Sorry for jumping in here at such a late hour...

>> You can look at the IPA as the virtual address translation set up by the
>> hypervisor (stage 2 translation). The guest OS only sets up stage 1
>> translations but can use 40-bit physical addresses (via stage 1) with or
>> without the hypervisor. The input to the stage 1 translations is always
>> 32-bit.
>
>
> Right, that's what I thought.
>
>> > Are there any significant differences to Linux between setting up page
>> > tables for a 32 bit VA space or a 40 bit IPA space, other than the
>> > size of the PGD?
>>
>> I think I get what you were asking :).
>>
>> >From KVM you could indeed set up stage 2 translations that a guest OS
>> can use (you need some code running in hypervisor mode to turn this on).
>> The format is pretty close to the stage 1 tables, so the Linux macros
>> could be reused.

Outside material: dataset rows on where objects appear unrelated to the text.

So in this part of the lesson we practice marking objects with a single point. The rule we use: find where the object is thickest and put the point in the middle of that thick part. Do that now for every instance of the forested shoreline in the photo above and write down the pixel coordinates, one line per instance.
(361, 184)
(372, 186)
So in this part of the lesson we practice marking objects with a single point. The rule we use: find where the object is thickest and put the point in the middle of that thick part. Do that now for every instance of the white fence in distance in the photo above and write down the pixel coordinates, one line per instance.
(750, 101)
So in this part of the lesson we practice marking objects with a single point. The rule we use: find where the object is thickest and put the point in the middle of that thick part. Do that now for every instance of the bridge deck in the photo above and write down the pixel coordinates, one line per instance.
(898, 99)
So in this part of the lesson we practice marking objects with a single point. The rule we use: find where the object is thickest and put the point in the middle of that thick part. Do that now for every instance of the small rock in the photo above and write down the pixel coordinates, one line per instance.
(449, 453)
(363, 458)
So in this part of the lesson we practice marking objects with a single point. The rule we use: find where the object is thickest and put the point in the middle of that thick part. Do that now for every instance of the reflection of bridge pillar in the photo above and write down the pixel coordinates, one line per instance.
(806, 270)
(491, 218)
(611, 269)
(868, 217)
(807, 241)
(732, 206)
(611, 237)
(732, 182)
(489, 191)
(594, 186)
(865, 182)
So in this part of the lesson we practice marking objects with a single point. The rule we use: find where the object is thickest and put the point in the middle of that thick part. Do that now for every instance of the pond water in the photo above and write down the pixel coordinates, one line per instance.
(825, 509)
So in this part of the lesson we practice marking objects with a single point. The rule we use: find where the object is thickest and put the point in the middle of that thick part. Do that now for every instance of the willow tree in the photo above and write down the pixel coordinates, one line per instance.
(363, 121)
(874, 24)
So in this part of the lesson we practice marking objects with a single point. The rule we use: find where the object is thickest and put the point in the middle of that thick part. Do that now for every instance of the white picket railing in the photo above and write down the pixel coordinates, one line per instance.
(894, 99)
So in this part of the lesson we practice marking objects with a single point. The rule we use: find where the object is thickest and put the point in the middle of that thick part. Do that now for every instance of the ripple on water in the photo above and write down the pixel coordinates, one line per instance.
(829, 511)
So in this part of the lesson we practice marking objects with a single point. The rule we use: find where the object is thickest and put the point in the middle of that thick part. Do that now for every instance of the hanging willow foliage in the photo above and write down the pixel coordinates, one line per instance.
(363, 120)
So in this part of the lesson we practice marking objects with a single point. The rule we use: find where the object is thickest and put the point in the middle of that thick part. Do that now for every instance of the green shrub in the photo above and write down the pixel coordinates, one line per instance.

The PGD size would be different (depending on whether
>> you want to emulate 40-bit physical address space or a 32-bit one).
>> There are also a few bits (memory attributes) that may differ but you
>> could handle them in KVM.
>>
>> If KVM would reuse the existing pgd/pmd/pte Linux macros, it would
>> indeed be restricted to 32-bit IPA (sizeof(long)). You may need to
>> define different macros to use either a pfn or long long as address
>> input.

I'm not even sure it would be a big advantage to re-use the macros for
KVM. Sure, creating separate macros may duplicate some bit-shifting
logic, but my guess is that code will be easier to read if using
separate macros for the 2-nd stage translation in KVM. One might also
imagine specific virtualization-oriented bits which could be
explicitly names or directly targeted in macros that don't have to
handle both standard non-virt tables and 2-nd stage translation
tables.

At least from my experience writing KVM code, it's difficult enough to
make it clear to anyone reading the code which address space exactly
is being referenced at which time.

>> But if KVM uses qemu for platform emulation, this may only support
>> 32-bit physical address space so the guest OS could only generate 32-bit
>> IPA.
>
> Good point. At the very least, qemu would need a way to get at the highmem
> portion of the guest that is not normally part of the qemu virtual address
> space. In fact this would already be required without LPAE in order to run
> a VM with 4GB guest physical addressing.
>
> There are probable (slow) ways of doing that, e.g. remap_file_pages or
> a new syscall for accessing high guest memory. It's not entirely clear
> to me how useful that is, the most sensible way to start here is certainly
> to start out with a 32-bit IPA as you suggested and see how badly that
> limits guests in real-world setups.

So this depends on what the use would be. True, if you wanted a guest
that used more than 4GB of memory AND you wanted QEMU to be able to
readily access all of that, then yes, it would be difficult on a
32-bit architecture.

But QEMU doesn't really use the mmap'ed areas backing physical memory
for anything - it's merely a way of telling KVM how much physical
memory should be given to the guest, and the kernel side conveniently
uses get_user_pages() to access that memory. Instead, QEMU could
simply call an IOCTL to KVM telling it something like
register_user_memory(long long base_phys_addr, long long size); and
KVM could just allocate physical pages to back that without them being
mapped on the host side. An individual page could be mapped in as
needed for emulation and mapped out again. I don't see a huge
performance hit for such a solution.

But as you both suggest, 32-bit physical address space is probably
going to be more than needed for initial uses of ARM virtual machines.